In [None]:
import requests
from bs4 import BeautifulSoup
import re
import pandas as pd
import numpy as np
import io
# from google.colab import files
import os
import datetime
import time
import sys
import math
#from lxml import etree
from io import StringIO, BytesIO
import seaborn as sns
import yfinance as yf

In [None]:
import warnings
warnings.filterwarnings('ignore')

In [None]:
ten_q_with_ticker_1 = pd.read_csv('ten_q_with_ticker/ten_q_with_ticker_1.csv')

In [None]:
def obtain_mda_and_prices_data(df):
    current_set = df
    for index, row in current_set.iterrows():
        try:
              
            starttime = datetime.datetime.now()
            # print("Processing row number", index)
            
            ###### PARSING 10Q SECTION TO EXTRACT MDA ######
            ten_q_raw = requests.get(row["sec_url"]).text

            ## parse the raw text and get rid of tags
            soup = BeautifulSoup(ten_q_raw, 'lxml')
            notags = soup.getText()

            ## use regex to extract MDA
            #### first splitting on all mentions of "Item 2. Management's Discussion and Analysis" ignoring case sensitivity
            #### and taking the last element of split list
            start_of_mda = re.split("Item[\s]*2[\s]*[.\-–:]+[\s]*[.\-–]*[\s]*Management[\S]?s?[\s]*Discussion[\s]*and[\s]*Analysis[\s]*", 
                          notags, 
                          flags = re.IGNORECASE)[-1]
                    
            #### then taking that last element from above and splitting on "Item 3. Quantitative and Qualitative Disclosures About Market Risk" ignoring case sensitivity
            #### and taking the first element of this split list to get the full MDA section
            full_mda = re.split("Item[\s]*[34][\s]*[.\-–:]*[\s]*[.\-–]*[\s]*(Quantitative[\s]*and[\s]*Qualitative[\s]*disclosures[\s]*|Controls[\s]*and[\s]*Procedures[\s]*)", 
                                start_of_mda, 
                                flags = re.IGNORECASE)[0]

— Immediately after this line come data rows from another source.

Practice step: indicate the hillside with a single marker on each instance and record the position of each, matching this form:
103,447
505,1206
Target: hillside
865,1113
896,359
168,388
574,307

            mda_length = len(full_mda)
            full_ten_q_length = len(notags)
            mda_percentage = mda_length/full_ten_q_length

            current_set.loc[index, 'mda_raw_text'] = full_mda
            current_set.loc[index, 'ending_of_mda'] = full_mda[-100:-1]
            current_set.loc[index, 'mda_length'] = mda_length
            current_set.loc[index, 'full_ten_q_length'] = full_ten_q_length
            current_set.loc[index, 'mda_percentage'] = mda_percentage
            endtime = datetime.datetime.now()

            # print("Current row took", endtime - starttime)

            ###### (COMPLETED) PARSING 10Q SECTION TO EXTRACT MDA ######



            ####### OBTAINING STOCK PRICE DATA #######
            #### closing price on filing date and opening price on next trading day
            row_ticker = row["ticker"]
            row_date = datetime.datetime.strptime(row["accepted_filing_date"], "%Y-%m-%d").date() 
            prices_for_timewindow = yf.Ticker(row_ticker).history(start = row_date, end = row_date + datetime.timedelta(days = 6)).reset_index() ## setting time window to 6 days because this will ensure that we get two consecutive trading days (avoiding weekends and holidays)
            prices_for_timewindow = prices_for_timewindow.iloc[:2,:]

            if prices_for_timewindow.shape[0] > 1:          ## only fill in values in columns if pricing data is available for these dates
                current_set.loc[index, "trading_date_closest_to_filing_date"] = prices_for_timewindow.loc[0,"Date"] 
                current_set.loc[index, "closing_price_on_filing_date"] = prices_for_timewindow.loc[0,"Close"]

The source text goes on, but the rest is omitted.